Historic Car Plant Echoes to Whisper of Output

Seen from Longbridge, MG Rover’s former base, the business’s industrial legacy five years on looks decidedly threadbare.

In one portion of the cavernous and almost deserted plant – once one of Europe’s largest – China’s Shanghai Automotive Industry Corporation, owner of the rump MG brand, began making its TF two-seater sports car last year in small numbers for the UK and Ireland, using Chinese and European parts.

The company will not comment on production volumes, but acknowledges they are modest. “It’s not MG Rover numbers – it’s a single model we’re producing,” says Peter Brooking, marketing manager for MG Motor UK.

Most MG cars are now made in China. In 2006, a year after buying rights to the brand from MG Rover’s liquidators, Nanjing Automobile Corporation moved an entire production line from Birmingham halfway across the world in 4,900 shipping containers.

SAIC, which has since taken over NAC, also bought rights to some Rover models, made now under the Roewe brand.

Notwithstanding the much-diminished output at Longbridge – or the thousands of jobs lost when MG Rover collapsed – other marques from its erstwhile portfolio are thriving under different ownership.

BMW has expanded annual production of the Mini to more than 200,000 cars, from only about 12,000 a year before the Munich carmaker bought it. It now employs about 3,500 people, from a few hundred when MG Rover owned it.

Norbert Reithofer, BMW’s chief executive, announced plans last week to bring production of two new models to the brand’s plant in Cowley near Oxford in a move expected to create 1,000 or more jobs.

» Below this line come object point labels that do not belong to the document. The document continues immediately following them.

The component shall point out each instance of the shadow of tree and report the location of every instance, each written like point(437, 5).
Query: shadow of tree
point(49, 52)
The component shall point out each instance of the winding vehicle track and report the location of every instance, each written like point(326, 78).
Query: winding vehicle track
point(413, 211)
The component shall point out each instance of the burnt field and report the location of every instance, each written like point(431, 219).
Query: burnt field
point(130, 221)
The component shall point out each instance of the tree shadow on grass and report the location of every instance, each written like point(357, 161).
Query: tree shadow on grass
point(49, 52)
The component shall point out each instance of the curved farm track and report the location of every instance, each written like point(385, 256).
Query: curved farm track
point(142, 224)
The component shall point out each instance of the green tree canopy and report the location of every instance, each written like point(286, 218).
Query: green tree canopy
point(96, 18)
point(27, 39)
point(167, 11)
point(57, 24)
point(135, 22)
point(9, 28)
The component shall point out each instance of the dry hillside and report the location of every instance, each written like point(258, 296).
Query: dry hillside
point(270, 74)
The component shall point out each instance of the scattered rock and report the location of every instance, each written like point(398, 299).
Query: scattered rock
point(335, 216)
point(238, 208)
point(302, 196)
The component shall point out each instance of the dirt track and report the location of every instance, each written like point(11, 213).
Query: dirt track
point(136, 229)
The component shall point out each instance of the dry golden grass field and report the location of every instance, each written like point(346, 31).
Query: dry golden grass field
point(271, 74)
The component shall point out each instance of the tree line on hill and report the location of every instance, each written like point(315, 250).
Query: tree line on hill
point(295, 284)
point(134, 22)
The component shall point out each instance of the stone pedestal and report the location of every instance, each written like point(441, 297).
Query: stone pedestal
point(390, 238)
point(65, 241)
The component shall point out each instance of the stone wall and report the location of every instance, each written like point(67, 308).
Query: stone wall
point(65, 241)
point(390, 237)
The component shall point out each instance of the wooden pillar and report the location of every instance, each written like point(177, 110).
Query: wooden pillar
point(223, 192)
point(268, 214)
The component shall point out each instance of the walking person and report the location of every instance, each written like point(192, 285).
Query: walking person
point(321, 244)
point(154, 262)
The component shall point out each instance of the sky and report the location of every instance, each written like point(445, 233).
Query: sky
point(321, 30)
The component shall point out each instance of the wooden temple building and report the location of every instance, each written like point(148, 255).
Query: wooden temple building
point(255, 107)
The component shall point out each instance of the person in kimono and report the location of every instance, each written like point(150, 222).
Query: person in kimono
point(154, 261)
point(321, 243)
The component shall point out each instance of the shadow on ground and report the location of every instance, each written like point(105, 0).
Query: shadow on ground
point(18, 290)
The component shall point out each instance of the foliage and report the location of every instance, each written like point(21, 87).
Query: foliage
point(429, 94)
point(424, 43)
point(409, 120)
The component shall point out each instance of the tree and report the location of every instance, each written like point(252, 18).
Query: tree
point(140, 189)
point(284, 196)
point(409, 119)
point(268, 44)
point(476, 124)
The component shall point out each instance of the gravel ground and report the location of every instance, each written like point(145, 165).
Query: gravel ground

Land Rover, sold to Ford Motor and then to Tata Motors last year, has arguably also fared better under a new owner. It recorded its highest sales yet in 2007, as Ford was selling it.

Sales figures have wilted over the past year – down 38 per cent in the first half of 2009 on a year ago – but together with Jaguar it remains one of Britain’s largest carmakers.

“There is a strong argument to say that even if you take into account the sad demise of MG Rover, the UK motor industry is much better off than it was,” says Paul Everitt, chief executive of the Society of Motor Manufacturers and Traders.